Demonology – The Skull of the Man’ari
Man’ari Kafatası
Reddedilmiş Thal’kiel’in kafatasına bir bakın, o ki bir zamanlar eredarların yüce lideriydi. Büyük Karanlık’ın derinliklerine gözünü dikti ve bu bakışına karşılık vereni benimsedi. Fel alevi ile tükenen dünyaları, Çarpık Düzlem’in karanlık yaratıklarının ölümlü medeniyetleri istila edişini, yaratılışın fethini gördü. Şimdi ise ondan geriye kalan sadece bu kafatası ve onu taşıyana iblisleri yönetme gücünü veriyor.Pek çok kafatası gibi Thal’kiel’inkinin de eğitici bir öyküsü vardır. Kimsenin bunu önemsememesine aldırış etmemek lazım.

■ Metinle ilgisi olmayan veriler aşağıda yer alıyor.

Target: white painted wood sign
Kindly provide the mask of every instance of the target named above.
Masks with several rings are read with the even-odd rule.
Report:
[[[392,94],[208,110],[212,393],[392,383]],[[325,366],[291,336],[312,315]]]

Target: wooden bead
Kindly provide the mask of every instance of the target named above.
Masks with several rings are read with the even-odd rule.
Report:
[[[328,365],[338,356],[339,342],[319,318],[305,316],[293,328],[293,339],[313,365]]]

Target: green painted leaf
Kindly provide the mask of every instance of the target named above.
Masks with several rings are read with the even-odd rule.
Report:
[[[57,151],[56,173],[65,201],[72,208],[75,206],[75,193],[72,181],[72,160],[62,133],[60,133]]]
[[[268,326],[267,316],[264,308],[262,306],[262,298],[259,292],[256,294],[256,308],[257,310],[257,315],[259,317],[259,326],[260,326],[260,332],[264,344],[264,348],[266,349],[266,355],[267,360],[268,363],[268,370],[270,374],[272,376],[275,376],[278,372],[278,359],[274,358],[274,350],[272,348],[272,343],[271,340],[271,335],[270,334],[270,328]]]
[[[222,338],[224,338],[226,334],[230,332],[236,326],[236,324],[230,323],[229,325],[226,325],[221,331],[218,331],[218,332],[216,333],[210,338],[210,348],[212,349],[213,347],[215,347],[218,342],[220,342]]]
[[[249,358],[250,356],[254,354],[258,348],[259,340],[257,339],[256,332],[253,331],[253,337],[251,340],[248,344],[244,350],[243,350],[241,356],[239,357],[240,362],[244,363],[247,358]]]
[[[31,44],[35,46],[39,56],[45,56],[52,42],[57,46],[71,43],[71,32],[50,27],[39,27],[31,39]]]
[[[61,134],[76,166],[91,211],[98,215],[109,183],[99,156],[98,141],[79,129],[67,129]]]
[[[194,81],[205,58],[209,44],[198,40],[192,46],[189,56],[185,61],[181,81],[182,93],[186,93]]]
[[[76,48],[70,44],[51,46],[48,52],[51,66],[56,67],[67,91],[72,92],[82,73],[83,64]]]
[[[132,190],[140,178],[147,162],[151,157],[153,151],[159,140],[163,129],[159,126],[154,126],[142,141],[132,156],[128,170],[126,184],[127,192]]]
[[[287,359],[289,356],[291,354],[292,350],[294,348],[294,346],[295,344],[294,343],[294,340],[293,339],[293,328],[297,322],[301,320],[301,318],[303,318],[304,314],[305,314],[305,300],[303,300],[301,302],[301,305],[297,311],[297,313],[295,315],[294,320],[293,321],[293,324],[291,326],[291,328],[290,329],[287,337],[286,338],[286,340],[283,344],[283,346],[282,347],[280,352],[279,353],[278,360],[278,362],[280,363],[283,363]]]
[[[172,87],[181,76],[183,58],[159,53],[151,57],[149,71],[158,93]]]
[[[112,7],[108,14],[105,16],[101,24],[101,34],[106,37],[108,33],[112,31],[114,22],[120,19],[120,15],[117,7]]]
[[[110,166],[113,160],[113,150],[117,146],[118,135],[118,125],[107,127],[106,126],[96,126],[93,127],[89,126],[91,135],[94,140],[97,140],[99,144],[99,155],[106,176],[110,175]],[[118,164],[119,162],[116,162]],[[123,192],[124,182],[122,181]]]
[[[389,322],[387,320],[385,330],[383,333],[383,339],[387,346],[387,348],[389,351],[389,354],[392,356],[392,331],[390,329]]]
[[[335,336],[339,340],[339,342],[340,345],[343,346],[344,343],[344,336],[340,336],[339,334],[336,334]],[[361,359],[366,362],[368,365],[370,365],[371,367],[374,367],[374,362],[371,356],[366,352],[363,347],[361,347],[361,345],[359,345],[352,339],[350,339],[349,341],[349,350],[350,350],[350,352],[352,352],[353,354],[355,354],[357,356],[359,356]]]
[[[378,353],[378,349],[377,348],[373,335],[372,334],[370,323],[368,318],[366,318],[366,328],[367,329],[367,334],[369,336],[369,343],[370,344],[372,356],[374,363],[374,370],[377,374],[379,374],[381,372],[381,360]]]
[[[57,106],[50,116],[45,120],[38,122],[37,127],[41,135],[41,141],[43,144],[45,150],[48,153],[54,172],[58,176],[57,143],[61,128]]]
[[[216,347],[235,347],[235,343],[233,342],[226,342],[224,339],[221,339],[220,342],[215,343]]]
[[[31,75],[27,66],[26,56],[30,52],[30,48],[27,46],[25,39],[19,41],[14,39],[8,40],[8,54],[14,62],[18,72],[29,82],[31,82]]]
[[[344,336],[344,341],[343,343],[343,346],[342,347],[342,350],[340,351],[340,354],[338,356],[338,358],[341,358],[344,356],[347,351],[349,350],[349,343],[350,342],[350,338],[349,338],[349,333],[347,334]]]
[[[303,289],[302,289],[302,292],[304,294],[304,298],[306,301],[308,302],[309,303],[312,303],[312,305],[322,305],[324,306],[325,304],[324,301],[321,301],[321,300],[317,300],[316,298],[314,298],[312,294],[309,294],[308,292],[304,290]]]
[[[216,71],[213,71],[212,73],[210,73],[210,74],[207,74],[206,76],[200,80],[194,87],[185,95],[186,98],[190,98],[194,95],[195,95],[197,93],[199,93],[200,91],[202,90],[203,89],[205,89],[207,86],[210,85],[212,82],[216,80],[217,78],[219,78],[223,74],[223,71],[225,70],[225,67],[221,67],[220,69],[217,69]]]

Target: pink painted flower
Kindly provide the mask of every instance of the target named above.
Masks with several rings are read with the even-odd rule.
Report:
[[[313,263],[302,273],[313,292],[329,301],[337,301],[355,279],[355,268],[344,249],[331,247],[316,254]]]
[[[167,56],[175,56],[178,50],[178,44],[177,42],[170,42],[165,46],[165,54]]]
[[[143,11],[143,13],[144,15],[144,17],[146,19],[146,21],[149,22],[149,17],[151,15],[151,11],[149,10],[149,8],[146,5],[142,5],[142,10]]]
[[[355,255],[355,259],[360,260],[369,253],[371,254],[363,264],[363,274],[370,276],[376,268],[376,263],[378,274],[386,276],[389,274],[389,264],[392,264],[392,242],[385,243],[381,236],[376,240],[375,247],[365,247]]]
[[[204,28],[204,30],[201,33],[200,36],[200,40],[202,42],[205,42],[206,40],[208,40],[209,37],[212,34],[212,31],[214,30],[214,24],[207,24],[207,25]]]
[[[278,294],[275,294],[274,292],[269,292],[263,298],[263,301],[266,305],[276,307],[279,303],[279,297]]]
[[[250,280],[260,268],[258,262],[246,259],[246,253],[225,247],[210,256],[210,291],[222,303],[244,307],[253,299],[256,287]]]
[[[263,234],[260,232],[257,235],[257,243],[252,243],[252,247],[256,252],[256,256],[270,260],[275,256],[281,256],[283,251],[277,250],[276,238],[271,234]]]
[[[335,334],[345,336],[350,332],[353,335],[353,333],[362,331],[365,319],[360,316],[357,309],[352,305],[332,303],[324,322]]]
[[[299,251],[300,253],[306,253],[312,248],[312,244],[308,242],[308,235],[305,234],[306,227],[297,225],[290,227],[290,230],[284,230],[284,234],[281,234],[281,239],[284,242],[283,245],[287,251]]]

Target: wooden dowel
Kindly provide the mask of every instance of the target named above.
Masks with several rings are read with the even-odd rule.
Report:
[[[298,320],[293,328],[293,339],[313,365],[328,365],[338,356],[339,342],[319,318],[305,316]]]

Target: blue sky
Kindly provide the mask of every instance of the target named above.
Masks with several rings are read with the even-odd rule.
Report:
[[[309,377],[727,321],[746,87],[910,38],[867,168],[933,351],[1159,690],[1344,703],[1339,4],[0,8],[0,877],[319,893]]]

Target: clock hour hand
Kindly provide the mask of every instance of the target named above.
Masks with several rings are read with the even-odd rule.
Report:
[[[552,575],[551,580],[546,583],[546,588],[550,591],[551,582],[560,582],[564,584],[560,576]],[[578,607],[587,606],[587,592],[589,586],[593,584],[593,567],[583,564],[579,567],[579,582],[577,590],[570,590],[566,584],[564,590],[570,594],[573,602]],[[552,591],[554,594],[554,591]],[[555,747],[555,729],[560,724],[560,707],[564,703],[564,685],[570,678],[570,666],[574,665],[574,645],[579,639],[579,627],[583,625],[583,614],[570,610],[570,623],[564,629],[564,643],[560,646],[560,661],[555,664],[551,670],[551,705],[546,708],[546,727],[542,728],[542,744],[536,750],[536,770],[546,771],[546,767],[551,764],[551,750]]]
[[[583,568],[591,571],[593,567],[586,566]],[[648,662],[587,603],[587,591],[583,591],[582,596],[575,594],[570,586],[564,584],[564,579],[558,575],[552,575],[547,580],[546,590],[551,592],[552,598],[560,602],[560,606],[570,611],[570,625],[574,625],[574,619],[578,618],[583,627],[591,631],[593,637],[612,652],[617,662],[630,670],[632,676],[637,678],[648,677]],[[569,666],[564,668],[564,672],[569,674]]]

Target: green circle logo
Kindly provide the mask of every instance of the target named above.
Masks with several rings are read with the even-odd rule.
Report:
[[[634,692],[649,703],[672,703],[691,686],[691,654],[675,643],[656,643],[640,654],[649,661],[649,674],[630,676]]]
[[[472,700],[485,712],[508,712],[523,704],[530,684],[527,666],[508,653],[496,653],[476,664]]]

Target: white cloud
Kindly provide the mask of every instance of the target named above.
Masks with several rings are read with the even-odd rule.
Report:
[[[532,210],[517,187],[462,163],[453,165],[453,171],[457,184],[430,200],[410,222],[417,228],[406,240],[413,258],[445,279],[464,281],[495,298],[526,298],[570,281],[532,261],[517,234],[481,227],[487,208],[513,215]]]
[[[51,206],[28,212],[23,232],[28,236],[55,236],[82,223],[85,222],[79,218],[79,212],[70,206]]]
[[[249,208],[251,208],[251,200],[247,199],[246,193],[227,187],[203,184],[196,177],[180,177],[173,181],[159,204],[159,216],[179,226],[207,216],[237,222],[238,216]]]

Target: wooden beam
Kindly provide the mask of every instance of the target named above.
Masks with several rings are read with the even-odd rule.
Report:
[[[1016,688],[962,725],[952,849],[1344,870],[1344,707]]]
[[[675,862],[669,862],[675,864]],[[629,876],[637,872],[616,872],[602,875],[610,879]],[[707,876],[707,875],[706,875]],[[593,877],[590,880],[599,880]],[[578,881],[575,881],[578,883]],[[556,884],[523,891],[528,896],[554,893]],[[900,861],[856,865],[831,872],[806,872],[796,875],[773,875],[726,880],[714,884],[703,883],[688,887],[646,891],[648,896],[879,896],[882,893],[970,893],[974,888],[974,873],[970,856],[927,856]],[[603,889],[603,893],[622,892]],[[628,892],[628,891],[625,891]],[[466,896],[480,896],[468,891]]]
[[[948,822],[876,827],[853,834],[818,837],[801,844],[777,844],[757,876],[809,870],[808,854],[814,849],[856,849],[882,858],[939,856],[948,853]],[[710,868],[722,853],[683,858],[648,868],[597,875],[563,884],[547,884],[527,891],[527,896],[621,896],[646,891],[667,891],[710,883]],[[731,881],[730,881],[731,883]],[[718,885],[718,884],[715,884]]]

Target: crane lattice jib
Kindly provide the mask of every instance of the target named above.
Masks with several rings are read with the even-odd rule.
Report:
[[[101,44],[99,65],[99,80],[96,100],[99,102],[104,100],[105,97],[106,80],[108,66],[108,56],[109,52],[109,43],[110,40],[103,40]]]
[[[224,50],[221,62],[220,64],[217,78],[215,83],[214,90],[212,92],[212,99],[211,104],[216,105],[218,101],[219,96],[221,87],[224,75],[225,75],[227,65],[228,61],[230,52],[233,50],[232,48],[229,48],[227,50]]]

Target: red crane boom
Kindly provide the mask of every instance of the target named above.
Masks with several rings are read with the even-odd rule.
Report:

Man’ari Kafatası, Bölüm Bir
Sargeras’ın Argus’a gelmesinden önce eredar Thal’kiel, halkı için altın bir çağ başlatmıştı. Thal’kiel eşi benzeri olmayan güçte bir büyücüydü; o ve Uyananlar’ı, çağırma ve bağlama büyülerinin sınırlarını zorluyor, başkentin harikulade mimarisini inşa etmeye yardım etsinler diye mistik varlıklar getiriyorlardı. Thal’kiel ayrıca dünyasının gizli kalmış mistik enerjilerini odaklayarak Argus’u barış, uyum ve canlılıkla donatan makineler tasarladı. Genç çırağı Archimonde da dahil olmak üzere herkes yeteneklerinin önünde saygıyla eğiliyordu.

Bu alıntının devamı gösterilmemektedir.